Structural sexism is also ever-present in the world of science and publications. Especially in technical and engineering disciplines, female authors are massively underrepresented.  While writing a scientific paper, project report or homework, it is not easy to cite equal number of male and female authors. To assist in the analysis of one's own bibliography with regard to gender equality, a program was written which assigns the first names of a bibliography to their probable gender, counts them and outputs them accordingly. Not only is this an interesting data analysis and visualization of gender inequity, such a program could help scientists and students in the future to close the gender gap in their bibliographies or at least to counteract it.

Goals[edit | edit source]

The objective of the project is to create a program that can automatically read and evaluate a .bib-file.

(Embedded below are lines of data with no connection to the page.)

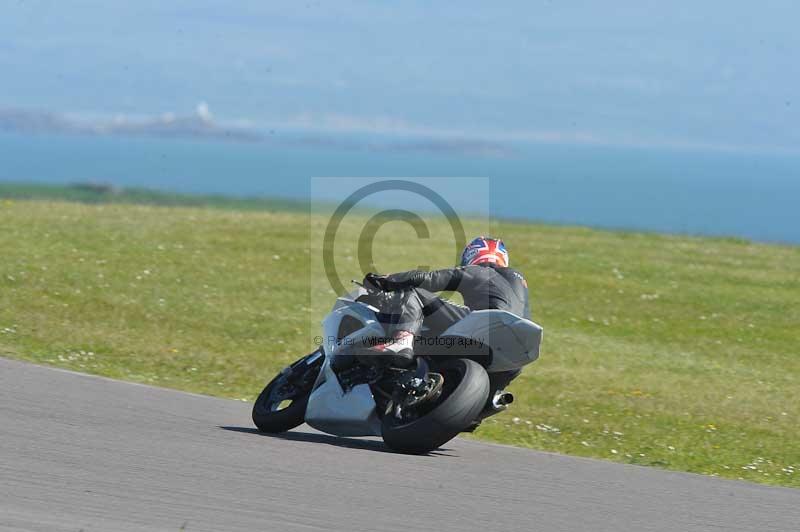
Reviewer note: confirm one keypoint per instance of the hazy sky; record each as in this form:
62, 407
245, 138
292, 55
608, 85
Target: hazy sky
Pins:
697, 74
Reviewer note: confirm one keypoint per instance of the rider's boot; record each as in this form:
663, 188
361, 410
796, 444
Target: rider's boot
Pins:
399, 349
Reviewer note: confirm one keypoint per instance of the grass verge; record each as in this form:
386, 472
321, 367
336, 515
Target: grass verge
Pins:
660, 350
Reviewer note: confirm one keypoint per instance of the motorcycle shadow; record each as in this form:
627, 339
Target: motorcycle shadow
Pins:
336, 441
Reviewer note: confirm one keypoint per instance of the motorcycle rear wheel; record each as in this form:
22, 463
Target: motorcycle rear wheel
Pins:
466, 389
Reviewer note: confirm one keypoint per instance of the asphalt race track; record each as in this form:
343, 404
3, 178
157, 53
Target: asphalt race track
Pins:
86, 453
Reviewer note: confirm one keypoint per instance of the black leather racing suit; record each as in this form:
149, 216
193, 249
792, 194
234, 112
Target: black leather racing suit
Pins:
408, 302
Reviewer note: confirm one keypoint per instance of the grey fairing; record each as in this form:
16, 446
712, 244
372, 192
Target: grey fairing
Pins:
330, 409
514, 341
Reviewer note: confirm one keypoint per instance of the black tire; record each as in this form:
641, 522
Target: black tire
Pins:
458, 407
269, 419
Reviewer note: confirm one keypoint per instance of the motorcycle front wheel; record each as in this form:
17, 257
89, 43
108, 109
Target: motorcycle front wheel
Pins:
281, 406
465, 391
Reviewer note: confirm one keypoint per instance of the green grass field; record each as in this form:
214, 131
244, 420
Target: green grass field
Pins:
669, 351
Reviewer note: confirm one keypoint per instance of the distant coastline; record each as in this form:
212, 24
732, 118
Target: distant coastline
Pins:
201, 124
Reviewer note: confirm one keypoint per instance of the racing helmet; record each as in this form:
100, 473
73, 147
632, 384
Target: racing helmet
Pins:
485, 249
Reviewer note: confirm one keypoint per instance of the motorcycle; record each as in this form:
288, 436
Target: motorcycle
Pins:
454, 383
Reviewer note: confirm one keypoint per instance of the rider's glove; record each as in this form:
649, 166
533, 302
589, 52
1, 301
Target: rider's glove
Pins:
374, 281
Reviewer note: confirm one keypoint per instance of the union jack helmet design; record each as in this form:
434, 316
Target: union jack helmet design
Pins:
485, 249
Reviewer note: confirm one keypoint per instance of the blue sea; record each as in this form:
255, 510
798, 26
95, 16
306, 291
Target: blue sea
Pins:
747, 195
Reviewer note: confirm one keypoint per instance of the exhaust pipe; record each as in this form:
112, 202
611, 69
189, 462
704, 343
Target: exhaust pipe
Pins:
502, 399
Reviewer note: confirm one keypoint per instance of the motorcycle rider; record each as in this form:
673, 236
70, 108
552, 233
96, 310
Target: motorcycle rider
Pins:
484, 280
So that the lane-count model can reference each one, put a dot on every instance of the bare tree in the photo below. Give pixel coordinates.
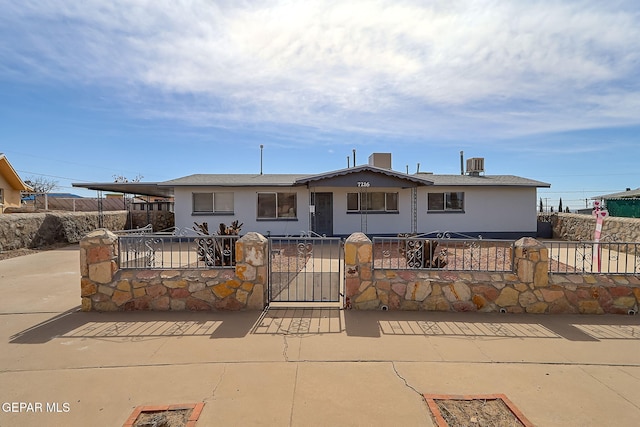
(41, 184)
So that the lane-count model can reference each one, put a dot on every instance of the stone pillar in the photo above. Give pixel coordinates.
(531, 262)
(251, 268)
(358, 258)
(98, 263)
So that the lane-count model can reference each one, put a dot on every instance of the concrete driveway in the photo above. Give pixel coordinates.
(297, 367)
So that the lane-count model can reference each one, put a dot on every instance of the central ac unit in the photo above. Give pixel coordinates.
(475, 165)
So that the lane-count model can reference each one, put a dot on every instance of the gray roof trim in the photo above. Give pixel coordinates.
(235, 180)
(485, 180)
(141, 188)
(364, 168)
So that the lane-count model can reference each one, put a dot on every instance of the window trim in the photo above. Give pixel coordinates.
(445, 209)
(372, 211)
(277, 214)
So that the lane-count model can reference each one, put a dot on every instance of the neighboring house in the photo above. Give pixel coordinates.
(623, 204)
(370, 198)
(11, 185)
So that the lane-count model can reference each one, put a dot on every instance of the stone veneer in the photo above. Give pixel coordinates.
(105, 287)
(576, 227)
(528, 289)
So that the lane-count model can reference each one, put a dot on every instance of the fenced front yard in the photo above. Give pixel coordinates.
(403, 253)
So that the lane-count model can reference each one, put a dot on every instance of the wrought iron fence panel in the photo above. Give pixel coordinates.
(305, 269)
(442, 253)
(594, 257)
(172, 251)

For this purpose, the authors are to be classified by a program on the basis of their first names on a spectrum from probably female to probably male, counted and the output the results in an easily understandable way.

Ideally, the program can be developed in a user-friendly form with a graphical user interface and made easily available to the public through the university library or other ways.

Research[edit | edit source]

Most definitely I'm not the first person to use a computer to assign people to a gender based on their first name. As it turns out, there are several ways to do this. In 2018, a comparative study[1] was published that examines and compares the five most relevant tools for converting first names to genders. The open source Python package gender-guesser[2] stands out for its high precision, reliability, and free availability. Although the names are compared with a database from 2008, which has not been updated since then, this package should serve its purpose for now.

While I am aware that a binary gender definition does not adequately represent non-binary authors, to my knowledge there is no better method for estimating the gender of such a large group of people.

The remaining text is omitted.